Why Italy was right to find Google guilty - bensummers
http://www.malcolmcoles.co.uk/blog/italy-was-right-to-find-google-guilty/

======
pbhjpbhj
It comes across to me as quite a vitriolic rant.

> _The post office is a private, push system - if I want you to receive
> something by post, I have to send it to you personally. No one knows what's
> in the letter until you open it._

Not true. Ever heard of junk mail? I get post from animal cruelty charities
that I don't want and it has pictures of abused animals on the outside.

> _Well, if someone made a dangerous product, they can be prosecuted. But we
> don't normally hold companies responsible for misuse of their products.

On the other hand, we do hold companies responsible for what they publish or
facilitate the publishing of if they are negligent.

Google runs a publishing platform.

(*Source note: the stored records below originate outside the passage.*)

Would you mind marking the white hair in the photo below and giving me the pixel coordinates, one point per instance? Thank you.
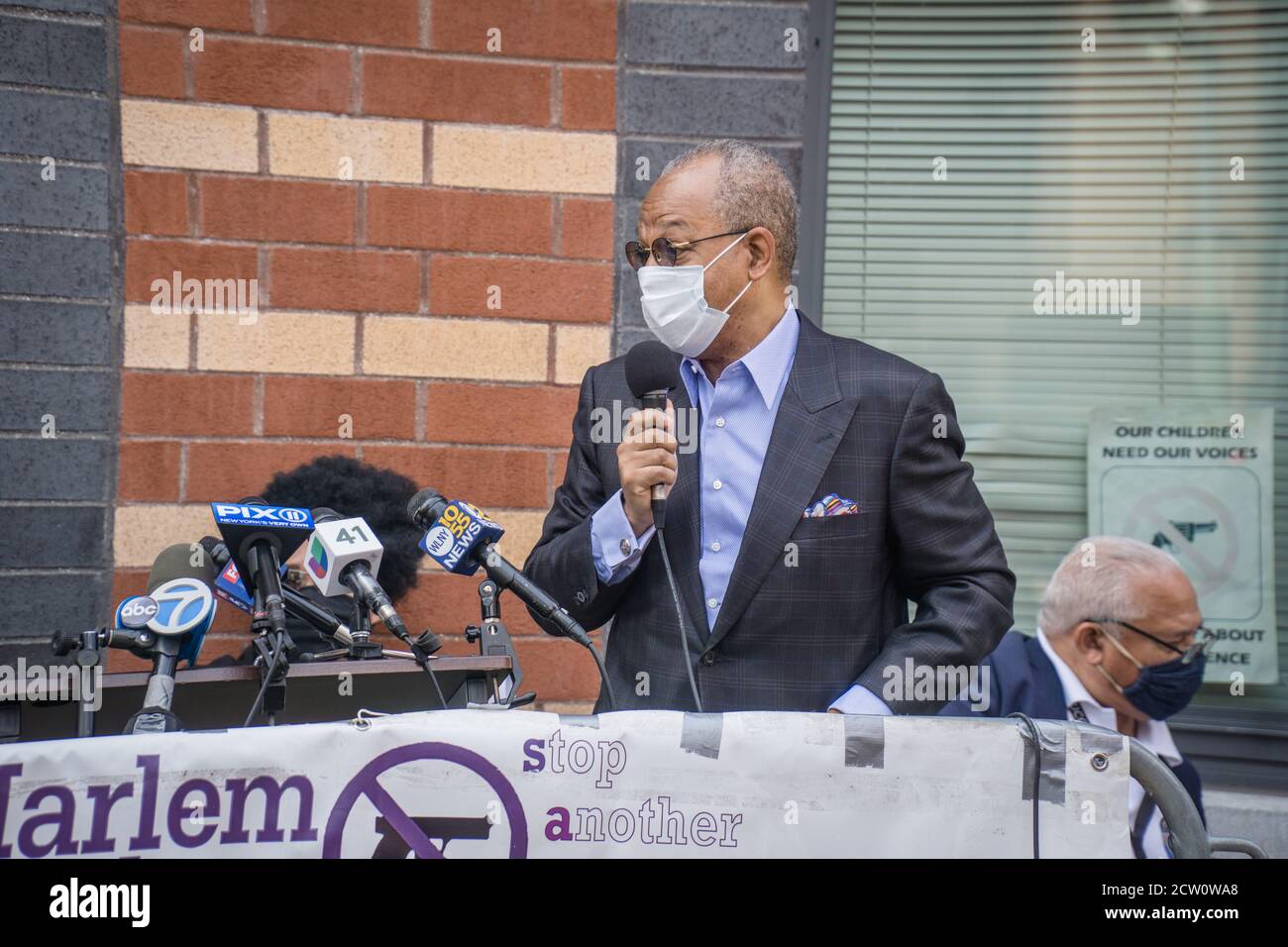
(752, 191)
(1098, 579)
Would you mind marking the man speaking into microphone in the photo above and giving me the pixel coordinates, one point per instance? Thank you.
(822, 492)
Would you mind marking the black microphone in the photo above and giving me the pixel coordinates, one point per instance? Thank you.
(651, 373)
(296, 605)
(428, 506)
(185, 600)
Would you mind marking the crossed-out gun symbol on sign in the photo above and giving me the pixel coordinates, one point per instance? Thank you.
(1188, 530)
(445, 827)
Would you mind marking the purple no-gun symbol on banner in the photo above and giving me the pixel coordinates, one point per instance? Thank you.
(411, 830)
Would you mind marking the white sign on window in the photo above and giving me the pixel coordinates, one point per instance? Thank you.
(1199, 484)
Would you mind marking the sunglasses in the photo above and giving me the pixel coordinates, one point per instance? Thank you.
(664, 249)
(1203, 637)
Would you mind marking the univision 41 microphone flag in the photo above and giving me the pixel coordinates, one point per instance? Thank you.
(459, 531)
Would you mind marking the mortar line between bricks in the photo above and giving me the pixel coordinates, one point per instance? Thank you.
(22, 158)
(60, 504)
(62, 300)
(399, 184)
(63, 436)
(71, 368)
(368, 116)
(26, 230)
(317, 441)
(426, 25)
(369, 48)
(382, 249)
(55, 90)
(53, 16)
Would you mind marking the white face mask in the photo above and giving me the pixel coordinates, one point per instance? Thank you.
(675, 305)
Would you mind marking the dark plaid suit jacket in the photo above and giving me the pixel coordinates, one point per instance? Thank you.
(814, 604)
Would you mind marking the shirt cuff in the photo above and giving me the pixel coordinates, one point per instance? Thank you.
(613, 545)
(859, 699)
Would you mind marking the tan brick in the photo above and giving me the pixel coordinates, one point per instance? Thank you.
(524, 159)
(576, 350)
(310, 146)
(143, 531)
(277, 342)
(155, 341)
(168, 134)
(488, 350)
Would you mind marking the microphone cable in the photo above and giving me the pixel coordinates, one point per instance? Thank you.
(603, 674)
(1037, 772)
(679, 613)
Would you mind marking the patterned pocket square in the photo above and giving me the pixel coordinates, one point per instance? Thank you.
(831, 505)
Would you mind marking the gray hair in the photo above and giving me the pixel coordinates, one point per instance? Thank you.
(1098, 579)
(754, 191)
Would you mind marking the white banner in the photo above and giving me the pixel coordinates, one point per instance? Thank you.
(1198, 483)
(514, 784)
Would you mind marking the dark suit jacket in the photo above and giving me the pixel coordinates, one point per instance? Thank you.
(1022, 680)
(800, 622)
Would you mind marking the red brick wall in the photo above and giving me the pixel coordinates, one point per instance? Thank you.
(473, 171)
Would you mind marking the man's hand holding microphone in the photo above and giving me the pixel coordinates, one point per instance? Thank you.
(647, 458)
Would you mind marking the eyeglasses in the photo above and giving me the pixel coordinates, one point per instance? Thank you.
(1205, 635)
(665, 249)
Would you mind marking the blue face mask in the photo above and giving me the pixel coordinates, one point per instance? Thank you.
(1162, 689)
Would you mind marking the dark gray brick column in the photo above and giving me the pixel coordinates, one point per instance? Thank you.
(688, 72)
(59, 326)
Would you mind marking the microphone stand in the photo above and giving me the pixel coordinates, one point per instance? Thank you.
(493, 639)
(271, 641)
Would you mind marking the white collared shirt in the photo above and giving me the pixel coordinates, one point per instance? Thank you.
(1153, 735)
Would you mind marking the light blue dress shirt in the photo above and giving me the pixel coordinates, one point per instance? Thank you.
(737, 415)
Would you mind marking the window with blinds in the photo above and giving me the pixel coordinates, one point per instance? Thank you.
(1107, 163)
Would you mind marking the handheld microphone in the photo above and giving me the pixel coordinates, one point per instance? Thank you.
(346, 554)
(230, 587)
(460, 539)
(651, 373)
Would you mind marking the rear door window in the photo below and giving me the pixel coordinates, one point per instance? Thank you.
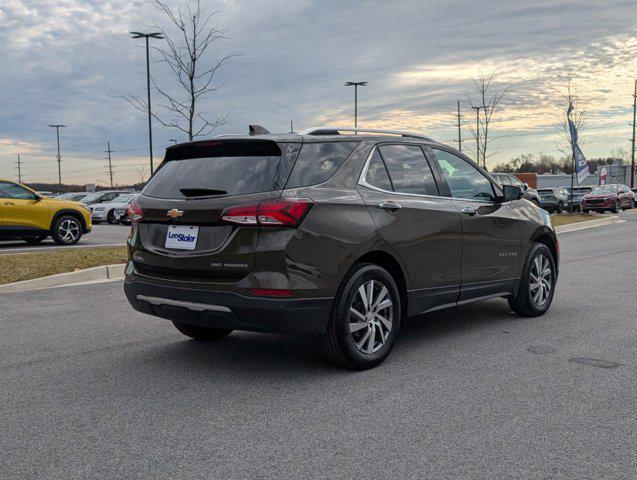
(223, 168)
(317, 162)
(408, 169)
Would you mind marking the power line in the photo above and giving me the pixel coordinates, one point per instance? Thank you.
(459, 130)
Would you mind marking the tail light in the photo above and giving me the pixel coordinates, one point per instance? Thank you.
(280, 212)
(135, 213)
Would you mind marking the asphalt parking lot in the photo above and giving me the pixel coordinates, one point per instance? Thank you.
(100, 236)
(92, 389)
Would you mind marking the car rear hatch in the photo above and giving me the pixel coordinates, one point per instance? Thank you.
(181, 232)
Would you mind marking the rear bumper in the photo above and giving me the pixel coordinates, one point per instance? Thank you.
(188, 303)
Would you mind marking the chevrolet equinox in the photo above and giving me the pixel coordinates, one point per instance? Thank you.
(341, 235)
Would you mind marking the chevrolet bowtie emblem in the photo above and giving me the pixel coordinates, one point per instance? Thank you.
(174, 213)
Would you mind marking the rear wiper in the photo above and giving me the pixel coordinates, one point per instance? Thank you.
(201, 192)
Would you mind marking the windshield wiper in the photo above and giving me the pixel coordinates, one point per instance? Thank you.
(201, 192)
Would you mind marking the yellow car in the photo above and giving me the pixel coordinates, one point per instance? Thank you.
(27, 215)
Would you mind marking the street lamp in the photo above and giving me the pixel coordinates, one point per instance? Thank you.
(57, 131)
(159, 36)
(355, 85)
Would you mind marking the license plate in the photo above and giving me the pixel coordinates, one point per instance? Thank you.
(182, 237)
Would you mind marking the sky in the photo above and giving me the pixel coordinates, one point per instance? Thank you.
(71, 61)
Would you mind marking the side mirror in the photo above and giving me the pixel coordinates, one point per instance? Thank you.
(511, 193)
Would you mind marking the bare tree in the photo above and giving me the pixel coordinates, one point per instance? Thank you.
(192, 33)
(485, 99)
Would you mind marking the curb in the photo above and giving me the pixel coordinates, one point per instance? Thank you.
(103, 273)
(588, 224)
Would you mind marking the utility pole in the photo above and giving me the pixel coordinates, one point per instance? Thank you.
(459, 132)
(110, 164)
(19, 169)
(355, 85)
(632, 158)
(59, 157)
(477, 109)
(159, 36)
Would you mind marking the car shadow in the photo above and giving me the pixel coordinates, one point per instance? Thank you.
(253, 354)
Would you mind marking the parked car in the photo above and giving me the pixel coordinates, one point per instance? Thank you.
(27, 215)
(111, 211)
(509, 179)
(73, 196)
(612, 197)
(553, 199)
(103, 196)
(578, 193)
(334, 234)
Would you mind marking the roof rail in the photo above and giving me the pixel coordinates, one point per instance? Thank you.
(328, 130)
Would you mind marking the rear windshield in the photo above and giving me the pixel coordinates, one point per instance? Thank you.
(223, 168)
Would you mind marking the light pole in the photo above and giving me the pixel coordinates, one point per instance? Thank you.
(355, 85)
(146, 36)
(57, 131)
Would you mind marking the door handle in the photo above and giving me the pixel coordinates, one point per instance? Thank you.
(391, 206)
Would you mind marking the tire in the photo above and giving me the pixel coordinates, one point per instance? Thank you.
(373, 338)
(67, 230)
(205, 334)
(616, 208)
(110, 218)
(34, 240)
(528, 302)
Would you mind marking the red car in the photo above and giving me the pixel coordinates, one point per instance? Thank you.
(613, 197)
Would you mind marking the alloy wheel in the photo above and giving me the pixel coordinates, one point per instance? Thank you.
(371, 317)
(541, 280)
(69, 230)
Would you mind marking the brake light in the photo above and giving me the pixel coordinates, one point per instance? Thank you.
(135, 213)
(280, 212)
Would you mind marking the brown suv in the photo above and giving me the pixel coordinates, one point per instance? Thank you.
(331, 234)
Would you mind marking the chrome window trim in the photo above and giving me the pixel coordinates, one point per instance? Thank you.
(362, 182)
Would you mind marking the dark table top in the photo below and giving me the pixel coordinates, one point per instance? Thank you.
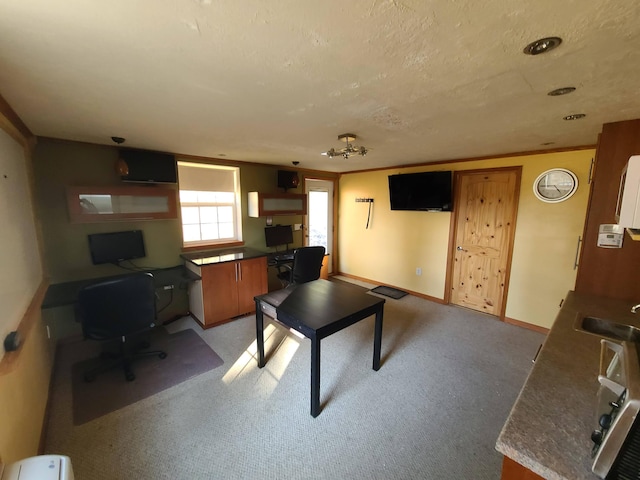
(211, 257)
(66, 293)
(321, 307)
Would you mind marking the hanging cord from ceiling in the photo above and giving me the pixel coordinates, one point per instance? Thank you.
(370, 202)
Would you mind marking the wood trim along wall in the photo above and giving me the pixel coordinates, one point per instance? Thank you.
(209, 160)
(528, 326)
(10, 360)
(415, 294)
(475, 159)
(11, 123)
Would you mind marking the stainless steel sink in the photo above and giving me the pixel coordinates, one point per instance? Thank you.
(607, 329)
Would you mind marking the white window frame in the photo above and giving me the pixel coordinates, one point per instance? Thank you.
(236, 205)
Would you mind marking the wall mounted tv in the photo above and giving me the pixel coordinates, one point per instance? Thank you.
(114, 247)
(288, 179)
(149, 167)
(425, 191)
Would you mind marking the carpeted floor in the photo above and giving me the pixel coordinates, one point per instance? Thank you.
(187, 356)
(448, 379)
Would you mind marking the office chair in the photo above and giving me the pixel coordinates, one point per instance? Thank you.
(120, 309)
(307, 262)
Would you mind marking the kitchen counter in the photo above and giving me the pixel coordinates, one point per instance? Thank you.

It doesn't send out individual videos in
boxes that were used to hit someone. It has ongoing control over that platform
in the way that the tissue-box and camera manufacturer do not._

So the writer is against common carrier protections for internet firms? The
camera makers, electricity suppliers, computer manufacturer were all also part
of the chain enabling the publication. YouTube is a tool.

Google made a mistake, if his claim to the 2 month delay is true, but the real
crime was that of the perpetrators of the bullying and of the creators of the
video.